One of the seven Turkish teachers controversially deported from Moldova to Turkey has been jailed for seven-and-a-half years for terrorism-related offences.
A Turkish court sentenced the director of a branch of a chain of private high schools in Moldova, Riza Dogan, to seven-and-a-half years in prison on Thursday. Dogan was one of seven teachers kidnapped by the Moldovan secret services in collaboration with their Turkish counterparts in an operation on September 6, 2018, and then deported back to Turkey.
Dogan and his colleagues were accused of financing terrorism. He had lived in Moldova since 1993, for 25 years.
The private schools are reportedly connected to the movement headed by exiled Turkish cleric Fethullah Gulen, which Ankara considers a terrorist group and holds responsible for the failed coup in Turkey in 2016.
The professors had applied for asylum in Moldova before being controversially extradited.

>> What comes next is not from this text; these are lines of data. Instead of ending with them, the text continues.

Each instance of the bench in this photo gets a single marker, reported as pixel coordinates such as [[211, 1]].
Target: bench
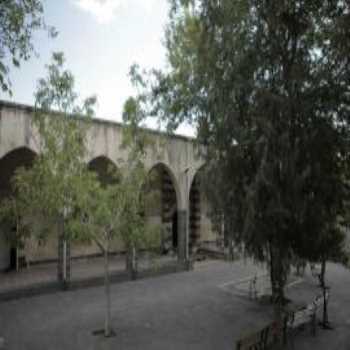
[[258, 340], [303, 316]]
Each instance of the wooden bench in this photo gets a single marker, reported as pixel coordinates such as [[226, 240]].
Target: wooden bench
[[303, 316], [261, 339]]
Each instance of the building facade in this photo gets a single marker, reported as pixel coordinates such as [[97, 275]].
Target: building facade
[[181, 208]]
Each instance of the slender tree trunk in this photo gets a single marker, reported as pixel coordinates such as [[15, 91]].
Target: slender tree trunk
[[131, 261], [107, 294], [325, 321]]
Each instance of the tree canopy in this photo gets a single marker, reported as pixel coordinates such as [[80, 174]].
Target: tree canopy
[[266, 83], [19, 20]]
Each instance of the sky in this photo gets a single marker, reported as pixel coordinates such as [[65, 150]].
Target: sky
[[101, 39]]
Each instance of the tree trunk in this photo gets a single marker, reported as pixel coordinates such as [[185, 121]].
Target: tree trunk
[[131, 262], [108, 295], [325, 321]]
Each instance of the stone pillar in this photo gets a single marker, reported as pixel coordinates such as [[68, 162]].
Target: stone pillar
[[182, 246]]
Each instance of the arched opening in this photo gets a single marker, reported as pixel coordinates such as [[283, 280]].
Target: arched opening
[[107, 173], [201, 230], [9, 164], [105, 169], [162, 206]]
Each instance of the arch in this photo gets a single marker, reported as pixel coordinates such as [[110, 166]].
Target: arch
[[199, 226], [104, 168], [10, 162], [162, 204]]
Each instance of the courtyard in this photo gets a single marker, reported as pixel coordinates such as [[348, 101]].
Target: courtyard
[[206, 308]]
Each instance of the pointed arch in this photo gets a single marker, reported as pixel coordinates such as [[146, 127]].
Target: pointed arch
[[104, 168], [162, 203]]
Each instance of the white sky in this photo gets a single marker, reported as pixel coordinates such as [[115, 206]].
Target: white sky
[[101, 39]]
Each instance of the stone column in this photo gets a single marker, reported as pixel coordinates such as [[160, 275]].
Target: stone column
[[182, 246]]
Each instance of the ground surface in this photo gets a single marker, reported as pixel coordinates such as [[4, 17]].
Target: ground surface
[[202, 309], [80, 269]]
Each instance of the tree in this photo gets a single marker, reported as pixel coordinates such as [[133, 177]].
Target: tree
[[49, 189], [267, 85], [115, 210], [19, 20]]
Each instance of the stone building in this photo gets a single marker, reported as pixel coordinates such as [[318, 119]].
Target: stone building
[[181, 207]]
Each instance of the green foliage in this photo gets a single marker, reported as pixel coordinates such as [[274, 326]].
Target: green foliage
[[51, 186], [267, 85], [19, 19]]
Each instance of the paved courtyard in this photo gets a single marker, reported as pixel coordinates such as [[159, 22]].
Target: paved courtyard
[[81, 269], [201, 309]]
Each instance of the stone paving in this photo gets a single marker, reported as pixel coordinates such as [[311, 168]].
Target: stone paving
[[81, 269], [190, 310]]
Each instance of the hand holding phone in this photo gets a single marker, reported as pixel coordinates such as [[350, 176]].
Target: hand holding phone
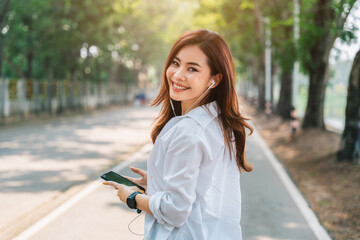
[[115, 177]]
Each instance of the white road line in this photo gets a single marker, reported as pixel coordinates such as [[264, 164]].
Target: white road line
[[299, 200], [76, 198]]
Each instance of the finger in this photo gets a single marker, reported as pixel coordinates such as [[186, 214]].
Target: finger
[[131, 179], [114, 184], [138, 170]]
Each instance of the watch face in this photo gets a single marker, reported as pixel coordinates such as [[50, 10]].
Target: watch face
[[131, 203]]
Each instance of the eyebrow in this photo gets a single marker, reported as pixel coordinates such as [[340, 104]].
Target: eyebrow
[[191, 63]]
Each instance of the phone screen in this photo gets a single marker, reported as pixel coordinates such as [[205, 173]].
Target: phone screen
[[113, 176]]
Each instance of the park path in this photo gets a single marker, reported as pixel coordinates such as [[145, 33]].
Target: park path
[[270, 208], [44, 162]]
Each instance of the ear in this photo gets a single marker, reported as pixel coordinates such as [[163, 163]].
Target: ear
[[217, 78]]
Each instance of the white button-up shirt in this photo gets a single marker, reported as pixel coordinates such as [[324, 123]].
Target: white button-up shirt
[[193, 182]]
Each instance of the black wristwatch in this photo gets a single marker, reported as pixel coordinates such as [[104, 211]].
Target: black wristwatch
[[131, 202]]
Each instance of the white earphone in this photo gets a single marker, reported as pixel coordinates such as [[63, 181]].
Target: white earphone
[[212, 83]]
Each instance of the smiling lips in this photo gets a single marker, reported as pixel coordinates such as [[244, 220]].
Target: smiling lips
[[179, 87]]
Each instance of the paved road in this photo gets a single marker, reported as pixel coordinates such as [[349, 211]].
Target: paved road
[[269, 210], [42, 161]]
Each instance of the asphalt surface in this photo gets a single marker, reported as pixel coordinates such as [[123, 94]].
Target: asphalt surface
[[57, 161]]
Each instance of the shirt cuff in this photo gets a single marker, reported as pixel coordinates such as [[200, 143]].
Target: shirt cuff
[[154, 205]]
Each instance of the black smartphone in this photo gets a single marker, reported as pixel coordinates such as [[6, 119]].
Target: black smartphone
[[113, 176]]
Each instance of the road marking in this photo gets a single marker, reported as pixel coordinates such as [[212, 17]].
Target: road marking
[[298, 198], [32, 230]]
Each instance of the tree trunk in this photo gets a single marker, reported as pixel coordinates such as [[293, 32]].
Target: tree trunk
[[260, 60], [261, 84], [314, 114], [350, 142], [3, 11], [325, 19], [284, 104]]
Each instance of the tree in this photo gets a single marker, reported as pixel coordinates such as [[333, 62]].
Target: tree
[[350, 141], [322, 22]]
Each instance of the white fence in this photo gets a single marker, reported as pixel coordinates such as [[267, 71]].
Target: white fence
[[20, 97]]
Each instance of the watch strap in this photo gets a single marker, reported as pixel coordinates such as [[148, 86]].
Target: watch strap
[[131, 202]]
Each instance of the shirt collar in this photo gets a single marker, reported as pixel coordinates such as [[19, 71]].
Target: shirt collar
[[204, 114]]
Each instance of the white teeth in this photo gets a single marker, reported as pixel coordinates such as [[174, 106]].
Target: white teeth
[[178, 87]]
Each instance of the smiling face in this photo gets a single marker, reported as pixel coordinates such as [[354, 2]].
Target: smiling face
[[189, 75]]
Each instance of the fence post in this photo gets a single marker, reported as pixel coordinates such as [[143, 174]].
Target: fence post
[[5, 108]]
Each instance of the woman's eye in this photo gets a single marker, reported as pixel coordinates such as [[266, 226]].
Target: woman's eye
[[193, 70]]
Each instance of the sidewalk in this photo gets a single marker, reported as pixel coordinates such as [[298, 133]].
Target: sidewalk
[[271, 208]]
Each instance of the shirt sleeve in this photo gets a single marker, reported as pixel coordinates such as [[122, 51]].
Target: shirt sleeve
[[172, 206]]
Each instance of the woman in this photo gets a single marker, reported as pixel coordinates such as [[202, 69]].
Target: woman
[[193, 174]]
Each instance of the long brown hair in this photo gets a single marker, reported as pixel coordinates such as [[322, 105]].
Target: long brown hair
[[220, 60]]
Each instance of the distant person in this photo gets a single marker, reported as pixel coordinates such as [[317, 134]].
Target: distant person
[[193, 173]]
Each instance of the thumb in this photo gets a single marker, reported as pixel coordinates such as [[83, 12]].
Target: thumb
[[137, 170]]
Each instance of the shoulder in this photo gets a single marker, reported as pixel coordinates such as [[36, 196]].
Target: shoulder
[[205, 114]]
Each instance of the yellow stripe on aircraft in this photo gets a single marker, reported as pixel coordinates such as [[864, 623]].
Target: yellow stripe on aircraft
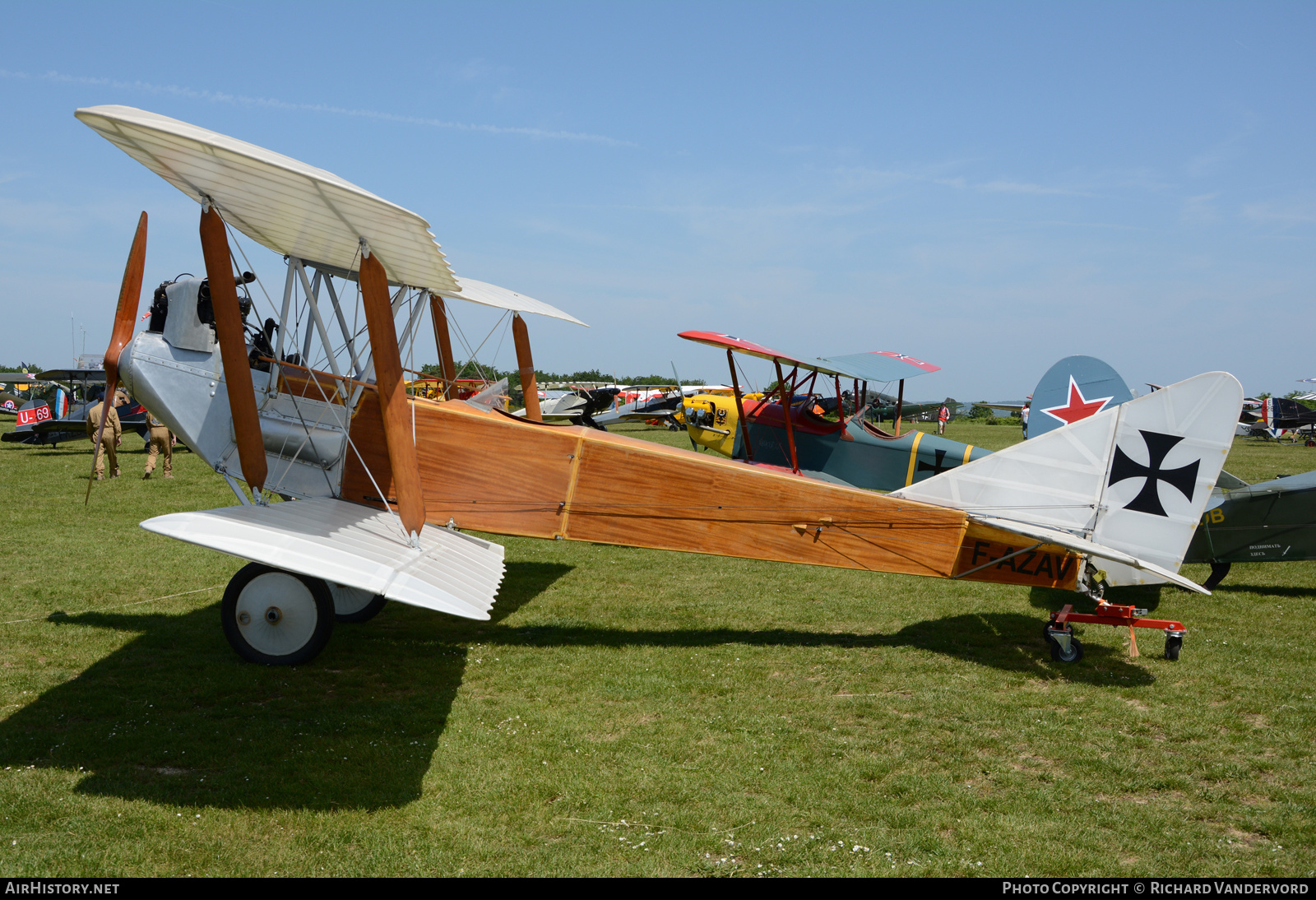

The former government in Moldova, led by the Democratic Party, justified the move, citing terrorism-related reasons.
Of the seven Turks sent back to Ankara, Dogan is the fourth to be convicted. He may appeal to the Supreme Court of Appeals, but a Turkish journalist based in Bucharest, Necdet Celik, told BIRN that the process was likely to take years to resolve.
“It will take a long time. Any conviction longer than five years goes to the Supreme Court of Appeals, and the trials could last for years,” he said.
After the controversial rendition, Turkey showed its appreciation by repairing the damaged Presidential Palace in Chisinau for President Igor Dodon. Some Turkish companies also received important contracts to build roads and a national sports arena in Moldova.
Two weeks ago, the Moldovan Security and Intelligence Service, SIS, submitted a report on the expulsion of Turkish citizens to the Parliamentary Security and Public Order Committee. Members of the committee have not read yet the document, but have promised to do so shortly.
On June 11, meanwhile, the European Court of Human Rights, ECHR, ruled that the country had violated the rights of the seven Turkish nationals by deporting them to Turkey.
The ECHR noted that in the applications for asylum that the Turkish citizens filed in Moldova before their arrests, they clearly expressed their fear of being politically persecuted in their country of origin.
The court ordered the government in Chisinau to pay 25,000 euros each to five of the Turkish citizens who took their cases to the ECHR, for violating articles 5.1 and 8 of the Human Rights Convention. The two others are about to file the same cases against Moldova.